Limitations: uses user features but not network ones. May be superseded by VRoC (https://dl.acm.org/doi/fullHtml/10.1145/3366423.3380054), which does rumor detection and tracking as well, although performance on PHEME veracity classification looks slightly better here, while worse on stance classification.
Rumor Detection in Social Networks via Deep Contextual Modeling (ASONAM long)https://dl.acm.org/doi/pdf/10.1145/3341161.3342896
Setting: rumor detection including veracity, i.e. detection of "without rumor," “true rumor,” “false rumor,” or “unrecognizable.”
Main Contributions: algorithm which leverages tweet content in semantic context of an original tweet and all the replies. It does this by embedding tweets individually, then combining all the tweets together with self-attention, along with a latent label loss that pushes the label distributions of replies and the main tweet to be similar.
Data: Twitter 15 and Twitter 16
Strengths: although there are plenty of papers using network-based features, this is the first I’ve seen that uses how the content relates to the network in this way. Experimental results are good. Includes experimental analysis of different embedding methods (often missing in other papers) and all the pieces of the algorithm.
Limitations: some other types of information (diffusion, domain/article features, etc.) are not used. They note GloVe’s optimal performance, among embedding methods, may be because data has similarities to Wikipedia, the corpus on which GloVe is trained, so more varied data would be helpful.
Detection of Topical Influence in Social Networks via Granger-Causal Inference: A Twitter Case Study (ASONAM long)https://dl.acm.org/doi/pdf/10.1145/3341161.3345024
Setting: investigates information spread and attitude changes. For example, we can observe someone retweeting a piece of information, but is it because they were influenced by it, or just a passive forwarding?
Main Contributions: analysis/modeling from the point of view of Granger causality.
Data: Twitter API; data from about 360k users over a period of two months.
Strengths: setting is worth further thought. Detailed analysis. Honest about limitations.
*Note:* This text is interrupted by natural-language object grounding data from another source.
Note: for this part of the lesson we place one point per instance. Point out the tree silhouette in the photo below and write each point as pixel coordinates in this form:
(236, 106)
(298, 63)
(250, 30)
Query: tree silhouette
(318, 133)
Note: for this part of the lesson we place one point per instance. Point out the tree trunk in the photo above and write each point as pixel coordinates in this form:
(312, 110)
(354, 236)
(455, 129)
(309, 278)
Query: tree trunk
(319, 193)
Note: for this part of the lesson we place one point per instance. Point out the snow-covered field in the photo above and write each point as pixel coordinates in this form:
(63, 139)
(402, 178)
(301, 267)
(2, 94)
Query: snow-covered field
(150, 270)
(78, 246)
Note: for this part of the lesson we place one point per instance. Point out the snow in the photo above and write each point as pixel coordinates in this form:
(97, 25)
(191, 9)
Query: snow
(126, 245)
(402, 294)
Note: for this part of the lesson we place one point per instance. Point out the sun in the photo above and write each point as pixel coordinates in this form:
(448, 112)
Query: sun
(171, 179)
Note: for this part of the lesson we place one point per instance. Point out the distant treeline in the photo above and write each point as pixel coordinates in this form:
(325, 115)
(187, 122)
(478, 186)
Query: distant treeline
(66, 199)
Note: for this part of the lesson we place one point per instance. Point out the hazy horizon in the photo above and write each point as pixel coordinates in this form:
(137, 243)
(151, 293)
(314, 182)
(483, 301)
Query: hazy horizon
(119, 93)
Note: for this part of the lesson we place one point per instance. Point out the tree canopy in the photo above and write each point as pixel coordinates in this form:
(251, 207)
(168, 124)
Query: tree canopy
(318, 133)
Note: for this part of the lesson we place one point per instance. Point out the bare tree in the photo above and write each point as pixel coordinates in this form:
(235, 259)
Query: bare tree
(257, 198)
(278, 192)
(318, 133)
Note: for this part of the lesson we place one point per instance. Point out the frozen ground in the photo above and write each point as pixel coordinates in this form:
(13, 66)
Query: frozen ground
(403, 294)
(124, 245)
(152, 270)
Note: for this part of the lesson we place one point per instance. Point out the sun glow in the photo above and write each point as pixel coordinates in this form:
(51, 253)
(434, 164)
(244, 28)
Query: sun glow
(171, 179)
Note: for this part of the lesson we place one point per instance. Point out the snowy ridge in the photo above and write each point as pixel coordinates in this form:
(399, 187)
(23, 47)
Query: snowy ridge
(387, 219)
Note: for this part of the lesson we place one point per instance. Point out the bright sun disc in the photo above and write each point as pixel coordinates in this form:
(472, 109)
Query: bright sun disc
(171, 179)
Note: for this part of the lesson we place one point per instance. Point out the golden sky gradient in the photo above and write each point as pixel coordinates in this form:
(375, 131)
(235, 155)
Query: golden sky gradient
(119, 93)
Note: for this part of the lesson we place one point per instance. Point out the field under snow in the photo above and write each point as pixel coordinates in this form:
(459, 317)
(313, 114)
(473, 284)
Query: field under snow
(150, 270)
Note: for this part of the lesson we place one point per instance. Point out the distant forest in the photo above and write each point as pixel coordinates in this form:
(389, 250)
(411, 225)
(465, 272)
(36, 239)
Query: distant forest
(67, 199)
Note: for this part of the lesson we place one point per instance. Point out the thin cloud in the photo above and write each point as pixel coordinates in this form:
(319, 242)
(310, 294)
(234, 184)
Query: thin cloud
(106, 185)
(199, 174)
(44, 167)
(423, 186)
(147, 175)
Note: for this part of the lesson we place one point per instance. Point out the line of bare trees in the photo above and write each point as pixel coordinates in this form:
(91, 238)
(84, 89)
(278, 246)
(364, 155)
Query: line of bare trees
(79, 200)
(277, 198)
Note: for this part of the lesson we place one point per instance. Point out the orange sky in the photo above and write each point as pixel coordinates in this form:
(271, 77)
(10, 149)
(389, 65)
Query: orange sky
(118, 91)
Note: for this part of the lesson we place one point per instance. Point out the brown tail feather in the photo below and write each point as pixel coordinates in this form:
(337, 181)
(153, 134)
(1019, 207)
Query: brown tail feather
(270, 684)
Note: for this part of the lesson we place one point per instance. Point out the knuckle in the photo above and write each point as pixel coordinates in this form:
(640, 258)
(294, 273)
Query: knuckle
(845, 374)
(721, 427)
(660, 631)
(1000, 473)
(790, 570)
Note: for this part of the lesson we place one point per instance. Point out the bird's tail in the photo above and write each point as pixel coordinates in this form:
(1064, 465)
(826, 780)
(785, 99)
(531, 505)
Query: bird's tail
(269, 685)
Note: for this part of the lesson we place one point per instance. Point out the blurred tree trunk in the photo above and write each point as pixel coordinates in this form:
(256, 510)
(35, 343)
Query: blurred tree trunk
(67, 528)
Limitations: "While our analysis of a social media dataset finds effects that are consistent with our model of social influence, evidence suggests that these effects can be attributed largely to external confounders."
Not very useful for our current research; skimmed only.
dEFEND: Explainable Fake News Detection (KDD)https://dl.acm.org/doi/pdf/10.1145/3292500.3330935
Setting: detect fake news articles in an explainable way.
Main Contributions: algorithm combining article and comment content, through attention mechanism that also gives explainability.
Data: FakeNewsNet for veracity experiments. ClaimBuster and Mechanical Turk for evaluating explainability.
Strengths: network design seems effective and experimental results are good. Explainability may be very useful, particularly if fake news needs to be confirmed by human moderator.
Limitations: explainability evaluation limited a bit by lack of good baselines for comparison (new research area).
Ranking in Genealogy: Search Results Fusion at Ancestryhttps://dl.acm.org/doi/pdf/10.1145/3292500.3330772
Not relevant to our current research; not read.